Each state controls how estates within it are transferred and settled. That means there are 50 different estate laws in the U.S. (More when the territories are counted.) There are both major and minor differences between these laws.
There really are two very different major systems. One group of states uses community property laws, and the others don’t. The community property states are Arizona, California, Idaho, Louisiana, Nevada, New Mexico, Texas, Washington, Wisconsin, and, since 1998, Alaska. There are differences among the laws of community property states, but they have the same big picture principles.
In a community property state, each spouse in a married couple owns a present, equal, undivided interest in property or income acquired by either spouse during the marriage, and it’s called community property. Income from community property also is community property. It doesn’t matter if legal title is in only one spouse’s name or only one spouse earned income. It still is community property. Not included as community property is property owned before the marriage and property acquired during the marriage through gift or inheritance.
There are some other exceptions. For example, federal law generally overrides state law. That means retirement plans and Social Security benefits are controlled by federal law, not the community property law of the state.
Community property laws often are considered important only in case of a divorce, but they also play critical roles at other times.
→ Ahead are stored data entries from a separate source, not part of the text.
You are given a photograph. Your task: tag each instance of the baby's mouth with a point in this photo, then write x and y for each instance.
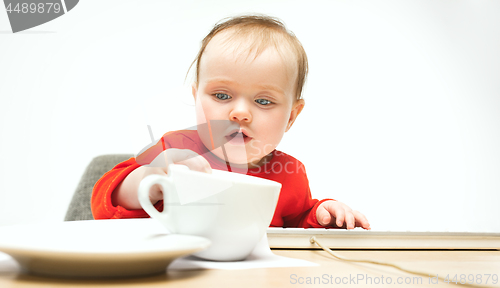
(238, 138)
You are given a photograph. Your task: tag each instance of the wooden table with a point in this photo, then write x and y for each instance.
(330, 273)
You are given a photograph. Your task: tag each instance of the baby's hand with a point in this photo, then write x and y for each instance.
(337, 214)
(159, 165)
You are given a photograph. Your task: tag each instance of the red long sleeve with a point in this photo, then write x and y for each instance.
(295, 207)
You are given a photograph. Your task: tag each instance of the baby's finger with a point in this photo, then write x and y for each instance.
(187, 157)
(349, 219)
(197, 164)
(339, 215)
(361, 220)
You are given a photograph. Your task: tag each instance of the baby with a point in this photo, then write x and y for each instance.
(250, 72)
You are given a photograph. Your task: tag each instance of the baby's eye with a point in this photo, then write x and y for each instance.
(263, 101)
(222, 96)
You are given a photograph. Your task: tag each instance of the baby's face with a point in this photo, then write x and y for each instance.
(256, 95)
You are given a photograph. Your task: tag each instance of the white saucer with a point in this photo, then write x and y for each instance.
(97, 248)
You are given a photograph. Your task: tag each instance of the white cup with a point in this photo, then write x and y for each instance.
(232, 210)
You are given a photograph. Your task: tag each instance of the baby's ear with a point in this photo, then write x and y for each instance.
(194, 89)
(296, 109)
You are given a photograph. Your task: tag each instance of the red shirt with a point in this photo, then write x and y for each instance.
(295, 206)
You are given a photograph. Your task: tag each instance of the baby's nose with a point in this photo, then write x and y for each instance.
(240, 114)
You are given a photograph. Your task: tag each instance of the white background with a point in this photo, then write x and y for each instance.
(402, 115)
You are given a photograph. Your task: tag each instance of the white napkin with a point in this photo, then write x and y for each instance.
(261, 257)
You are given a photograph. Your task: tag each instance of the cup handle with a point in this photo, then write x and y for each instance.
(168, 187)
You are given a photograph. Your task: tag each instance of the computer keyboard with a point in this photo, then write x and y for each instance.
(367, 239)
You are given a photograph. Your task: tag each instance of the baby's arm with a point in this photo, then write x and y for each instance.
(125, 194)
(335, 214)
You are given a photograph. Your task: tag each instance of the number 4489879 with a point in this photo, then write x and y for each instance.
(34, 8)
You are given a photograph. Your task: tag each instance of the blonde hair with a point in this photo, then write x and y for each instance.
(266, 31)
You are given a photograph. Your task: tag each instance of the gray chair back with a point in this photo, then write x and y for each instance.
(79, 208)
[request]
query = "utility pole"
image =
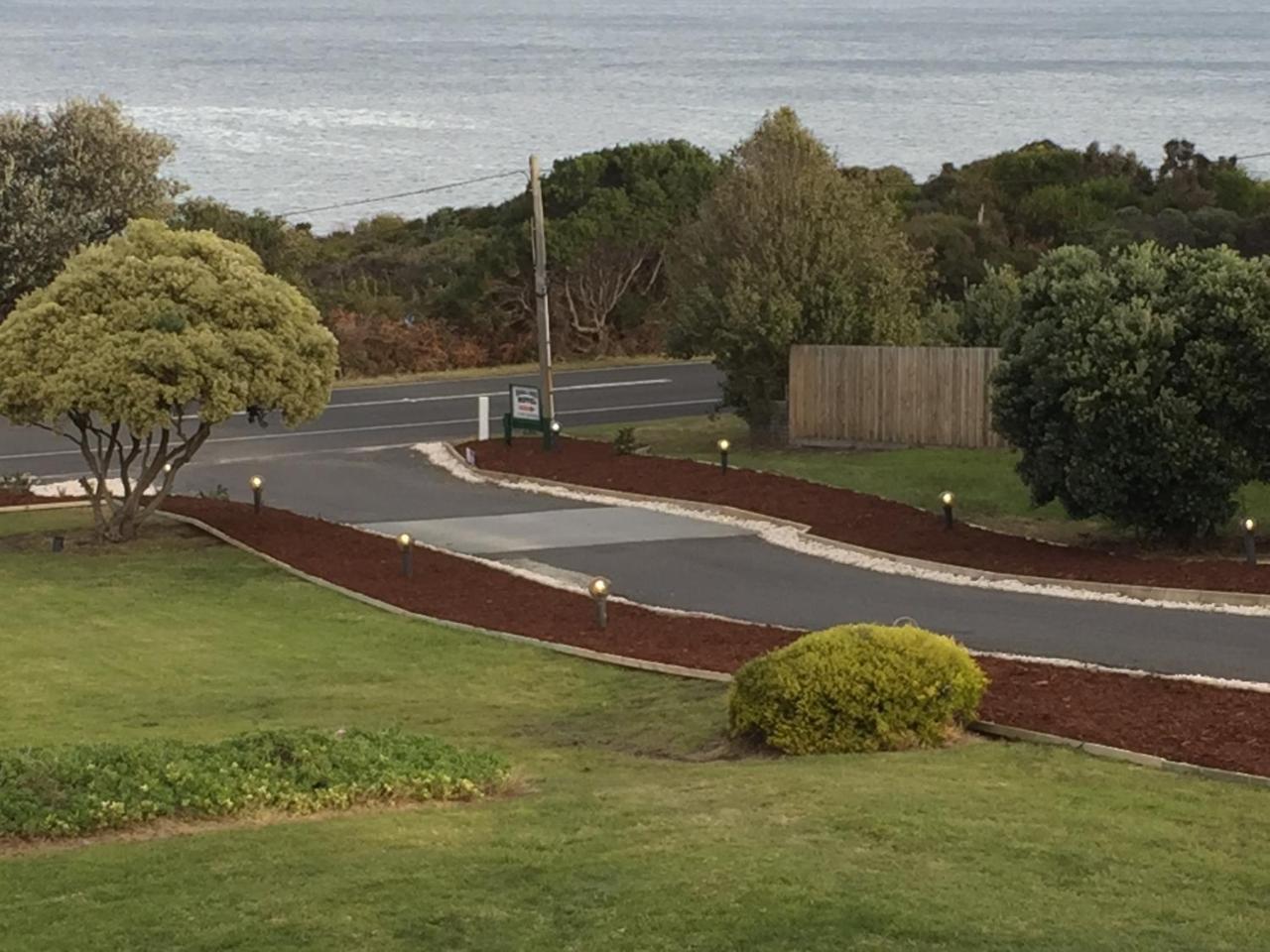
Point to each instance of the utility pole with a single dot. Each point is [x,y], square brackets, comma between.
[540,291]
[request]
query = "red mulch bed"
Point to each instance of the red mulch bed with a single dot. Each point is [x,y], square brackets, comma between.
[1171,719]
[857,518]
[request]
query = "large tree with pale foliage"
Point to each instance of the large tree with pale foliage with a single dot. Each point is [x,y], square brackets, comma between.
[789,250]
[141,345]
[71,178]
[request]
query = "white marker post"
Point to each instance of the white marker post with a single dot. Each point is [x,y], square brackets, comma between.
[483,417]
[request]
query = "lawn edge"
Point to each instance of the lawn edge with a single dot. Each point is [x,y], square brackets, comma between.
[983,728]
[776,531]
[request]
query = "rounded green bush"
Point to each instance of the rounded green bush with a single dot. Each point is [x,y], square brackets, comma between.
[857,688]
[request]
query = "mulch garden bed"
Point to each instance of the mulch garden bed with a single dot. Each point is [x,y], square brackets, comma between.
[1178,720]
[857,518]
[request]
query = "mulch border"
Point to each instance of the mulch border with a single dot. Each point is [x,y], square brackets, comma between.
[1049,703]
[873,525]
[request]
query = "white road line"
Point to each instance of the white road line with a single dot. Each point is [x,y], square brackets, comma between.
[341,430]
[492,394]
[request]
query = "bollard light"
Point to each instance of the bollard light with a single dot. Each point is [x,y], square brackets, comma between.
[407,544]
[257,493]
[599,589]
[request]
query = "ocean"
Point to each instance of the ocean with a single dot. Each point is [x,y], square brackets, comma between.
[293,104]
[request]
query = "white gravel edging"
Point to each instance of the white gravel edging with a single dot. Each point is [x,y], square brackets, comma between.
[985,728]
[792,537]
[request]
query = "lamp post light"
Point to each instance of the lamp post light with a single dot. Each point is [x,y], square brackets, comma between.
[257,493]
[598,590]
[407,544]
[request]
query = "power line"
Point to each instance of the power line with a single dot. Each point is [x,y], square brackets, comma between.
[400,194]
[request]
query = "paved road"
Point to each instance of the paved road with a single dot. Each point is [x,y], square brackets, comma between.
[331,468]
[695,565]
[409,413]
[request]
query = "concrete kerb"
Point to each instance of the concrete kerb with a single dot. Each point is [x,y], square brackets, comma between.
[1061,588]
[984,728]
[619,660]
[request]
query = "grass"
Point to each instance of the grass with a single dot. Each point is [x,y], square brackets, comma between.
[633,833]
[512,370]
[45,522]
[987,488]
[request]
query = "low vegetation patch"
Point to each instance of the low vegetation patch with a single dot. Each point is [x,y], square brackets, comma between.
[857,688]
[70,791]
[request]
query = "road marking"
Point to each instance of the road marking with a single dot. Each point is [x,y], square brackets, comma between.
[341,430]
[490,394]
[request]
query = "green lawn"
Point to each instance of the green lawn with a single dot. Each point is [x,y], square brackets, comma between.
[634,828]
[987,488]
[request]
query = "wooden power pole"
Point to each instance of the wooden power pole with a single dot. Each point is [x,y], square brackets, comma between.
[540,291]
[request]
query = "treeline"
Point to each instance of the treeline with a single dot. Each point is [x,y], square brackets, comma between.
[454,289]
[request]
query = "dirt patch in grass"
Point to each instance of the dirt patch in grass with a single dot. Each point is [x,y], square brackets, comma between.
[9,497]
[858,518]
[1178,720]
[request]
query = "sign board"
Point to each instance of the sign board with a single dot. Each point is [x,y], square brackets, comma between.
[526,404]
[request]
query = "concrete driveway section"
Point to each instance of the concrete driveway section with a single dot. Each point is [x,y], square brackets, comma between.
[403,414]
[554,530]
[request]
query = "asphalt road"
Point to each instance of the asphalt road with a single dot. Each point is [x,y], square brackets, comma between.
[409,413]
[689,563]
[352,465]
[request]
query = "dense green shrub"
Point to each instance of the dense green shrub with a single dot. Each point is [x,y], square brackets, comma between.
[857,688]
[70,791]
[1138,385]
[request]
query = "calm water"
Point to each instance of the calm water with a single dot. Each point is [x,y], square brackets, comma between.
[296,103]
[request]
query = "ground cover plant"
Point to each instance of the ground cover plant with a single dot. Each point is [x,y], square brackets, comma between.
[85,788]
[638,828]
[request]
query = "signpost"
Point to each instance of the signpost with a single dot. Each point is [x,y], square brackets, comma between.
[527,413]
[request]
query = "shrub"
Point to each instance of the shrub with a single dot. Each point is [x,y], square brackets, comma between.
[86,788]
[857,688]
[625,442]
[1138,386]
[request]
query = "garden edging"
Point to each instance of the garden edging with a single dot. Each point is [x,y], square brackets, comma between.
[798,537]
[984,728]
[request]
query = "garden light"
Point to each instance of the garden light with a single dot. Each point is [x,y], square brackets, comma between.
[407,544]
[598,590]
[257,493]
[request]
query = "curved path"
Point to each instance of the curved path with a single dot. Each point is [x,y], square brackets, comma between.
[331,470]
[698,565]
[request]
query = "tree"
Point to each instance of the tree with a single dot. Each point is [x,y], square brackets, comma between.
[789,250]
[284,249]
[71,178]
[1138,386]
[991,307]
[141,345]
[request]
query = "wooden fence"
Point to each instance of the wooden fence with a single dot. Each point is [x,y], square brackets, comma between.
[934,397]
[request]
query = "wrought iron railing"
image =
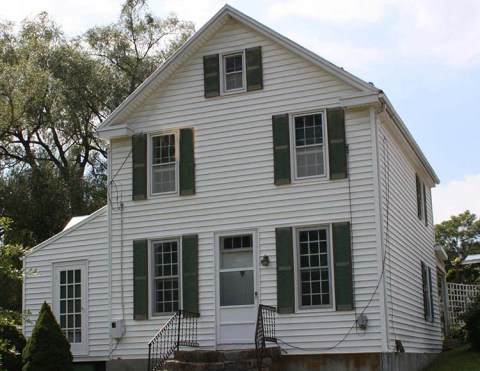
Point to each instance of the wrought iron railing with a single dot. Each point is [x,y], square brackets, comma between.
[264,331]
[180,330]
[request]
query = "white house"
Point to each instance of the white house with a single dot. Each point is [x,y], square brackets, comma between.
[245,145]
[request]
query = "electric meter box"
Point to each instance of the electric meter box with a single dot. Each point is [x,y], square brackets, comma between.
[117,329]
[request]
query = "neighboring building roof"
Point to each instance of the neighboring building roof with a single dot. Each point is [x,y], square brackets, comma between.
[70,227]
[75,220]
[472,259]
[114,126]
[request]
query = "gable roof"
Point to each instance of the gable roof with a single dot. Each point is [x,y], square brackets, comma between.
[68,229]
[112,127]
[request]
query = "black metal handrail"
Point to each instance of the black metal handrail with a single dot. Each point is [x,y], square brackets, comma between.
[180,330]
[264,331]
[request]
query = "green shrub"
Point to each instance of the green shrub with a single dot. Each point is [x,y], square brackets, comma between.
[472,323]
[47,349]
[12,343]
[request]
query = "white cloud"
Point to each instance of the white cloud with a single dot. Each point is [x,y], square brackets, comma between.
[442,32]
[455,197]
[337,12]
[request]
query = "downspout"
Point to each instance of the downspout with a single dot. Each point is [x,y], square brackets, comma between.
[383,294]
[109,223]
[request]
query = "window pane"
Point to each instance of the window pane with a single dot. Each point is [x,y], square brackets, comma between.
[236,288]
[233,72]
[314,268]
[309,149]
[310,161]
[163,178]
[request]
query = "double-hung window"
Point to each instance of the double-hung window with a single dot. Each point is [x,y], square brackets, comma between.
[164,163]
[165,276]
[309,145]
[314,268]
[233,72]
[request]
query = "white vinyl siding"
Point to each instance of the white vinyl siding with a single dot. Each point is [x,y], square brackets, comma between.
[235,190]
[85,244]
[407,242]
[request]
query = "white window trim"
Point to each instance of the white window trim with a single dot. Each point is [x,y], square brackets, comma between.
[293,159]
[76,348]
[151,283]
[331,275]
[223,72]
[176,133]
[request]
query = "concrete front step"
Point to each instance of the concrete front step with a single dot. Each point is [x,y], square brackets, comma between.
[234,360]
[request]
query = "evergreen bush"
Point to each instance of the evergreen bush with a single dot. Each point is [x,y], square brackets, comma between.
[472,323]
[47,349]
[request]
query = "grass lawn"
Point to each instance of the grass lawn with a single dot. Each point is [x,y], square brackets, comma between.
[458,359]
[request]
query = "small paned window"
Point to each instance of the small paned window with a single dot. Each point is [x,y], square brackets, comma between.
[71,304]
[427,292]
[163,164]
[309,145]
[233,72]
[236,270]
[314,268]
[166,276]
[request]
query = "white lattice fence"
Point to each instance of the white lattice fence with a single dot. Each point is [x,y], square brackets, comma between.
[459,295]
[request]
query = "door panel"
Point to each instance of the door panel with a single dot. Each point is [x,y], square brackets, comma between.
[236,288]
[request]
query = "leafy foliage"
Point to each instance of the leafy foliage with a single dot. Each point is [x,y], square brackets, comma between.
[472,323]
[12,343]
[47,349]
[460,235]
[137,44]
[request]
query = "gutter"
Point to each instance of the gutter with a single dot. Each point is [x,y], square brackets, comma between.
[408,137]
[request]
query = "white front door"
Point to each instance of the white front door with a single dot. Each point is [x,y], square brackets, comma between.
[236,288]
[69,303]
In an estate, each spouse generally is entitled to half of the community property regardless what is in a will, trust, or other arrangement. Each spouse is free to dispose of the other half of the community property as he or she wishes. There is an income tax benefit to community property laws. When one spouse passes away, the basis of the entire property is stepped up to fair market value, though the surviving spouse owned half the property before and after the other spouse passed away. That allows the surviving spouse to avoid capital gains that can’t be done in non-community property states.
Of course, if you live in a community property state and have an estate planner who knows the laws, you aren’t likely to have an estate planning problem. Problems occur when people move from a community property state to a non-community property state. The community property nature of their assets continues. Some states have adopted a Uniform Act that addresses how property is handled when a couple moves from a community property state to a non-community property state. In other states, the estate planner has to decide how to handle the issue. Some do it well, while others make mistakes.
When you are married and moved from a community property state to a non-community property state, your estate plan needs to be revised. Your estate planner needs to know you used to live in a community property state. You should seek an estate planner who knows the effects of the move and how to deal with it in the plan. Some lawyers suggest the couple convert the community property to property owned as co-tenants. Doing this would lose the income tax benefit that comes from inheriting community property and might also reverse some of the rights and expectations the spouses had from the community property.
Instead, there are ways of confirming the community property nature of the property acquired in the other state and legally segregating the assets through documentation and perhaps separate accounts or trusts.
Community property laws also are significant when applying for some benefits, such as having Medicaid pay for long-term care. Medicare will pay for long-term care only when the recipient satisfies certain income and asset tests by essentially being impoverished. In non-community property states this can be done without impoverishing the other spouse. But in community property states, each spouse is considered to own half the assets and income of the other as long as they are married. It can be more difficult to qualify for this and other benefits in a community property state.
There are some important differences between community property and non-community property states. The differences can matter most when you move to or from a community property state. They also can matter when seeking some federal program benefits and in other instances.